By good fortune I found a cafe in the grandeur of place Grenette, a square with four cold cherubs (c.1824) playing in a fountain. And each morning, and each afternoon, I sat in the same window seat, looked out upon the ice and the flurries of snow, then opened my book and ordered un petit chocolat. Which I tried to make last longer than the Battle of Borodino.
Every day the white-aproned waiter treated me with the utmost courtesy, as is due a reader of the classics. And every night I would hunker down in a bleak dorm, next to a down-and-out ballet-dancer (whose own nemesis was a rogue Achilles’ heel).
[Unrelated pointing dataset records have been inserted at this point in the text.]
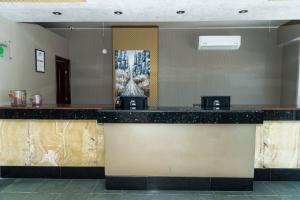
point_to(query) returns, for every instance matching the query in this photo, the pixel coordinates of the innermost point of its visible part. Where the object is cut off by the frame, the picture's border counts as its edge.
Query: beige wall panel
(100, 155)
(280, 144)
(139, 38)
(259, 146)
(179, 150)
(80, 140)
(14, 142)
(46, 143)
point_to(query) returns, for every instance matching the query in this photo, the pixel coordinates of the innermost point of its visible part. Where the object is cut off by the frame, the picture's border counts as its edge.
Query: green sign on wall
(1, 52)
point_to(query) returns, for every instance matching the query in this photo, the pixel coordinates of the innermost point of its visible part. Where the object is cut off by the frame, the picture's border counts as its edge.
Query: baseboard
(52, 172)
(276, 174)
(178, 183)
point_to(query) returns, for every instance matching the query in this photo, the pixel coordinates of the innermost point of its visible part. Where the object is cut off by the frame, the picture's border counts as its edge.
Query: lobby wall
(251, 75)
(19, 72)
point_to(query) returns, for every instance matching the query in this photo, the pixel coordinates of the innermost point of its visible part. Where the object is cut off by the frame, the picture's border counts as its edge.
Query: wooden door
(63, 94)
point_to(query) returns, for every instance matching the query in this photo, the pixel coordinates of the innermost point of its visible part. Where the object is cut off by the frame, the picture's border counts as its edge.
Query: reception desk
(155, 148)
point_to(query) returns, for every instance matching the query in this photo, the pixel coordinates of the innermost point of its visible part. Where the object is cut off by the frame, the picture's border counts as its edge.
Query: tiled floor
(53, 189)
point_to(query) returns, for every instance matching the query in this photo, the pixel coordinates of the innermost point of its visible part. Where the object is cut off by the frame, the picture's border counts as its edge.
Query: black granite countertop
(255, 114)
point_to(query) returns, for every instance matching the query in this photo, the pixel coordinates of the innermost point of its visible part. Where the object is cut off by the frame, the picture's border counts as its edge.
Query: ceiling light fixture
(243, 11)
(118, 12)
(56, 13)
(180, 12)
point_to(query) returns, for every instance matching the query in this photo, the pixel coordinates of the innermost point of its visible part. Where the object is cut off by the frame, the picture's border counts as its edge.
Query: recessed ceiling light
(118, 12)
(56, 13)
(180, 12)
(243, 11)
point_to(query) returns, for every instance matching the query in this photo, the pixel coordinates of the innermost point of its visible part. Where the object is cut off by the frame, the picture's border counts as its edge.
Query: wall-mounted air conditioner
(220, 42)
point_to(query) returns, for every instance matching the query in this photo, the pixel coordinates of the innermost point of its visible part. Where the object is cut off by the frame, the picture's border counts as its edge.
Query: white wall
(19, 73)
(290, 74)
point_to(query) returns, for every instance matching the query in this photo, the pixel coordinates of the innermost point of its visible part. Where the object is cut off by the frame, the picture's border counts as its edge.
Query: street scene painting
(132, 73)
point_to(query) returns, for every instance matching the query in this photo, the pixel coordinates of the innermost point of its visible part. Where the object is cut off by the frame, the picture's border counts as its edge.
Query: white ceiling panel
(152, 10)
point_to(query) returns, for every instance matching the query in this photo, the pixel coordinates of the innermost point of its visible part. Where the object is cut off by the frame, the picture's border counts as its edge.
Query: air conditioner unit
(220, 42)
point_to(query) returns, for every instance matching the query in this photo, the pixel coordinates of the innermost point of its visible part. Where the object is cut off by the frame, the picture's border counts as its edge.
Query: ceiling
(152, 10)
(168, 25)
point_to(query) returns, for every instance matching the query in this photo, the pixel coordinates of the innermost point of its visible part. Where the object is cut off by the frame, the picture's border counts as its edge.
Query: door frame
(57, 59)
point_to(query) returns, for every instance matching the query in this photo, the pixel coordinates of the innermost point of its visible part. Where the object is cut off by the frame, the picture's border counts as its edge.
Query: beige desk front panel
(182, 150)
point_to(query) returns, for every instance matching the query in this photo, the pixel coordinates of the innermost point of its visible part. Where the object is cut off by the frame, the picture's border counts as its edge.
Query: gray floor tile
(230, 197)
(100, 188)
(104, 196)
(139, 195)
(41, 196)
(12, 196)
(5, 182)
(289, 197)
(23, 185)
(73, 196)
(53, 186)
(260, 188)
(185, 196)
(283, 188)
(81, 186)
(264, 197)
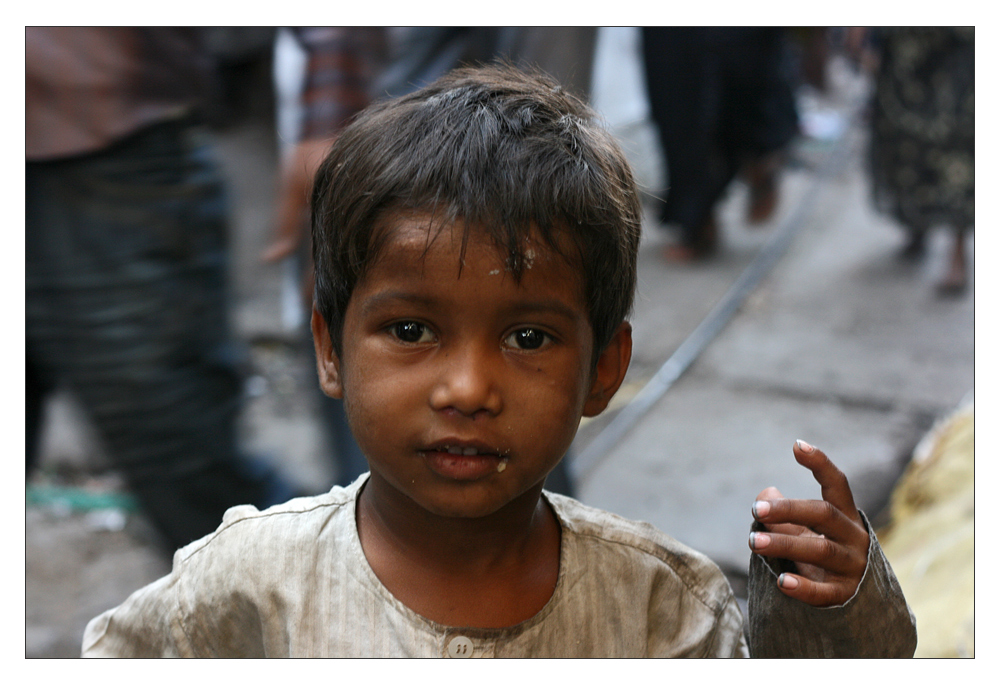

With art cocooning me from reality, I escaped for eight hours a day into the world of 19th century tsarist Russia, into the silver samovars and gold-leaf salons of the Moscow aristocracy. Meanwhile, in the square beyond the plate-glass windows, the trees filled up with snow and giant icicles grew on the cherubs. But I ploughed on into the linguistic minefield of patronymics and family names and first names and diminutives. I joined Napoleon on his rape and pillage tour of Russia. I absorbed the horrors of the battle for the capital. I suffered with the characters as they lost their husbands and their wives and their limbs. And their minds. I bonded with Pierre in his epic search for the meaning of life. And I did my very damnedest to fully grasp the subtleties – and indeed the basics – of Tolstoy’s philosophising on the nature of war and peace.
And when, after ten days, I read the last of the epilogues, closed volume 3, and looked again upon the outside world, the fountains had frozen and the cherubs were encased in tombs of ice.